ColumnStore Indexes

ColumnStore Index is a new feature created as a result  of  project named “Apollo” in  SQL Server Code Name “Denali”.It is very important NEWS if you have SQL Server Datawarehouse.In this Paper I will let you know the difference between SQL Server’s traditional indexes and new ColumnStore index.  I will also let you know when to use Traditional row indexes and when to use columnStore indexes.


Intended Audience

           
SQL Server developers , Dataware house team , DBA’s..


Introduction

           
First of all we should know what is Columnstore index.Columnstore index is that index which stores data column-wise instead of row-wise.it is mainly for datawarehouse purpose like fact and dimensions more than 10 Million rows. We can create only one per table and currently we can create only non –clustered columnstore index. If we are partitioning the table the columnstore index must contain partitioning column. It is for read only purpose. SQL Server’s traditional indexes, clustered and nonclustered, are based on the B-tree.  B-trees are great for finding data that match a predicate on the primary key.  They’re also reasonably fast when you need to scan all the data in a table .
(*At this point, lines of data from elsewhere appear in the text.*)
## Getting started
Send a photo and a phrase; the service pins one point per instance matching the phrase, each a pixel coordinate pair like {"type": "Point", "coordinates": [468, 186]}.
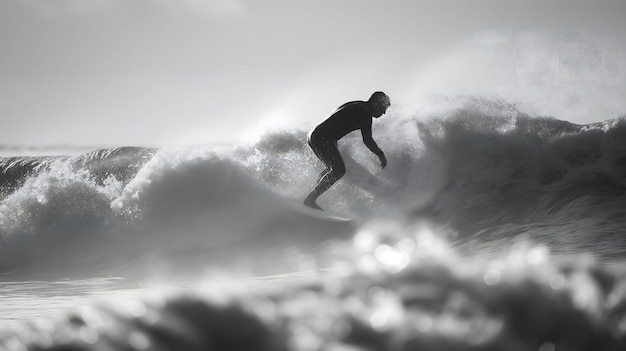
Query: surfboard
{"type": "Point", "coordinates": [321, 214]}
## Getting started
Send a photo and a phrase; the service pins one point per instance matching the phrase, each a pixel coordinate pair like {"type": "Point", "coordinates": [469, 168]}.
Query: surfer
{"type": "Point", "coordinates": [323, 139]}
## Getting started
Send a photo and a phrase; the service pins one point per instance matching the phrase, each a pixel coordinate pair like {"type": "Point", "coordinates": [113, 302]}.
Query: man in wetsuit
{"type": "Point", "coordinates": [323, 139]}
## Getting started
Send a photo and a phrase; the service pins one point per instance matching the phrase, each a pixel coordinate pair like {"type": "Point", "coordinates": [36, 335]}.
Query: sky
{"type": "Point", "coordinates": [171, 72]}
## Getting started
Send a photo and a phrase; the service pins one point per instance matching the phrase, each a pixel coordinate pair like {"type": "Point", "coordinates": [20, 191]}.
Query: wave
{"type": "Point", "coordinates": [479, 169]}
{"type": "Point", "coordinates": [404, 292]}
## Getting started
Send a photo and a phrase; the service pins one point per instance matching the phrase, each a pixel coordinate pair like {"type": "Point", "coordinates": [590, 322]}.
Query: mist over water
{"type": "Point", "coordinates": [483, 213]}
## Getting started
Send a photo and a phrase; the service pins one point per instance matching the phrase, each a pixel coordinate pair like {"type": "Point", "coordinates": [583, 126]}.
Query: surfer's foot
{"type": "Point", "coordinates": [312, 204]}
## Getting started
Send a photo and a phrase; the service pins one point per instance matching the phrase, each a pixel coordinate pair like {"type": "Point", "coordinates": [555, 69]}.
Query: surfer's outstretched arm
{"type": "Point", "coordinates": [368, 140]}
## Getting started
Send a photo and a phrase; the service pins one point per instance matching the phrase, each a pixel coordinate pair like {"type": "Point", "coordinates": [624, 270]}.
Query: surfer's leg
{"type": "Point", "coordinates": [335, 169]}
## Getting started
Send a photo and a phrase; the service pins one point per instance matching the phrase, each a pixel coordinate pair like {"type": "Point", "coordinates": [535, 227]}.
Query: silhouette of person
{"type": "Point", "coordinates": [323, 139]}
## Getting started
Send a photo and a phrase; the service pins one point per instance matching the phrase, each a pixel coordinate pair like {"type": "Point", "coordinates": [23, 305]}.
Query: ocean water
{"type": "Point", "coordinates": [489, 230]}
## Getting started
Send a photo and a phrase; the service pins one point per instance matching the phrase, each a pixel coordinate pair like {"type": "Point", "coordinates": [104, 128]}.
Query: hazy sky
{"type": "Point", "coordinates": [148, 72]}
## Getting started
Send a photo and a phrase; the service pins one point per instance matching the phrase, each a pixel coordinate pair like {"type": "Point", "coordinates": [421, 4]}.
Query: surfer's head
{"type": "Point", "coordinates": [378, 103]}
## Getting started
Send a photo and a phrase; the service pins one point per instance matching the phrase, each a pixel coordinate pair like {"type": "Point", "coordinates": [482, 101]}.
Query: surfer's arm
{"type": "Point", "coordinates": [368, 140]}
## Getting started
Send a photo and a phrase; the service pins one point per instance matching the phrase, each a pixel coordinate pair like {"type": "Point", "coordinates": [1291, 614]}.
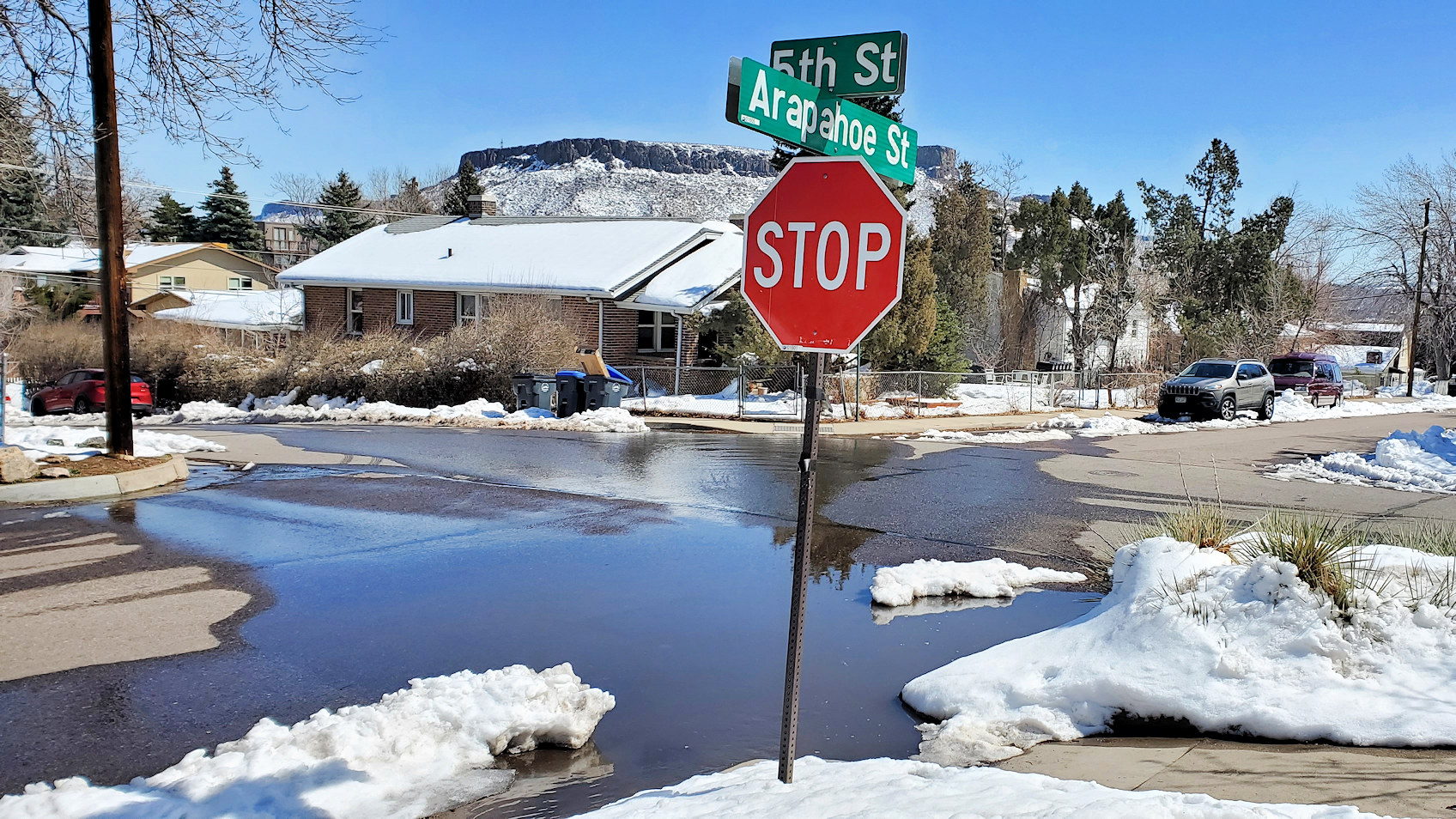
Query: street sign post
{"type": "Point", "coordinates": [855, 64]}
{"type": "Point", "coordinates": [823, 263]}
{"type": "Point", "coordinates": [794, 111]}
How Columstore index data store.

           
If we take the data with example shown below the data is stored in 2 different formats
1)    Data Stored in a Traditional “Row Store” Format
Row Store

1
Ross
San Francisco
CA
2
Sherry
New York
NY
3
Gus
Seattle
WA
4
Stan
San Jose
CA
5
Lijon
Sacramento
CA


2)    Data stored in Column store format .
ColumnStore
1 2 3 4 5
Ross Sherry Gus Stan Lijon
San Francisco New York Seattle San Jose Sacramento
CA NY WA CA CA


In columnstore index each index page stores data from a single column  but in traditional row indexes each index page stores rows .this is very major change .

What are the benefits of using Column store index .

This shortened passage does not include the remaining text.